Published 11 Nov 2013 in math.ST, econ.EM, stat.ME, stat.ML, and stat.TH

Abstract: In this paper, we provide efficient estimators and honest confidence bands for a variety of treatment effects including local average (LATE) and local quantile treatment effects (LQTE) in data-rich environments. We can handle very many control variables, endogenous receipt of treatment, heterogeneous treatment effects, and function-valued outcomes. Our framework covers the special case of exogenous receipt of treatment, either conditional on controls or unconditionally as in randomized control trials. In the latter case, our approach produces efficient estimators and honest bands for (functional) average treatment effects (ATE) and quantile treatment effects (QTE). To make informative inference possible, we assume that key reduced form predictive relationships are approximately sparse. This assumption allows the use of regularization and selection methods to estimate those relations, and we provide methods for post-regularization and post-selection inference that are uniformly valid (honest) across a wide-range of models. We show that a key ingredient enabling honest inference is the use of orthogonal or doubly robust moment conditions in estimating certain reduced form functional parameters.

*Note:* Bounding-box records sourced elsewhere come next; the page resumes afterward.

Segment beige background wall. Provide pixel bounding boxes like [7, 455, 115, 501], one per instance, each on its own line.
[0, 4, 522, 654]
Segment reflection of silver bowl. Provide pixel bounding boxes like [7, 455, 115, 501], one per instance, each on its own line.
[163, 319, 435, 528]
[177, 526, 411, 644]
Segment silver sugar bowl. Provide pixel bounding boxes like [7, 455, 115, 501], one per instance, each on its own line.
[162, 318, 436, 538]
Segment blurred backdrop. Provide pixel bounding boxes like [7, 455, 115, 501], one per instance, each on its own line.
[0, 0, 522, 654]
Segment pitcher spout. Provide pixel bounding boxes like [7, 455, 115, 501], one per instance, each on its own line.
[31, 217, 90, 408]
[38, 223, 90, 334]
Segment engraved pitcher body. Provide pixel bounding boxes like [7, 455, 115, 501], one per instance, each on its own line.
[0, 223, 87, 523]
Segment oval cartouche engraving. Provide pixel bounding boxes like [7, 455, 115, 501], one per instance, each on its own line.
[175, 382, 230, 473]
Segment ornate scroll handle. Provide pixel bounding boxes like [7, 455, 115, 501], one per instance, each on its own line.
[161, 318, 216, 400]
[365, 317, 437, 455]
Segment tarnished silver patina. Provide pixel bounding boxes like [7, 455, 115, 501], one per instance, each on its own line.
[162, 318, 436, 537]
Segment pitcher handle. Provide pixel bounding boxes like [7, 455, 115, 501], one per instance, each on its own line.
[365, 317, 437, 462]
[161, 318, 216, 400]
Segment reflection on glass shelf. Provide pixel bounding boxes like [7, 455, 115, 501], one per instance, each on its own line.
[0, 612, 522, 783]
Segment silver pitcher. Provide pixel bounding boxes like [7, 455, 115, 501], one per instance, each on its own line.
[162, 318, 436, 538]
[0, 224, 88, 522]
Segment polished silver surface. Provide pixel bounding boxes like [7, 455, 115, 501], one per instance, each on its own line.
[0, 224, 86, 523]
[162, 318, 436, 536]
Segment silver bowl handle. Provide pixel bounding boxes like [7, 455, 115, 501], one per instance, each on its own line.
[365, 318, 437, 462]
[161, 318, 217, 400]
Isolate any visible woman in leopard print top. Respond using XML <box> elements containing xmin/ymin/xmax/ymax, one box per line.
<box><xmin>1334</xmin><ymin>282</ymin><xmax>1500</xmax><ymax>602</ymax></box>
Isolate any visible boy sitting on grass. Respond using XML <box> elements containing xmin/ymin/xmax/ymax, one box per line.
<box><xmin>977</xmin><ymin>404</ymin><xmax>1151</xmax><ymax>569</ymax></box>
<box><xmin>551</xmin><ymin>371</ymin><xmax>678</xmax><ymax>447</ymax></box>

We illustrate the use of the proposed methods with an application to estimating the effect of 401(k) eligibility and participation on accumulated assets.

Citations (336)

Summary

  • The paper introduces a novel framework employing Lasso and Post-Lasso estimators to efficiently estimate treatment effects amidst high-dimensional control variables.
  • It utilizes orthogonal moment conditions to ensure robust inference despite model selection errors and high-dimensional noise.
  • An empirical application on 401(k) eligibility demonstrates the approach's capability to yield consistent and practical policy evaluations.

Overview of the Paper

The paper "Program Evaluation and Causal Inference with High-Dimensional Data" by Belloni, Chernozhukov, Fernandez-Val, and Hansen addresses the development and application of efficient estimation techniques within high-dimensional settings for evaluating treatment effects. The research presents a robust methodological framework allowing for precise inference of treatment effects by leveraging regularization and selection strategies. This work primarily focuses on efficiently handling numerous control variables, endogenous treatment conditions, and heterogeneous treatment effects, accommodating various estimands such as Local Average Treatment Effects (LATE) and Local Quantile Treatment Effects (LQTE).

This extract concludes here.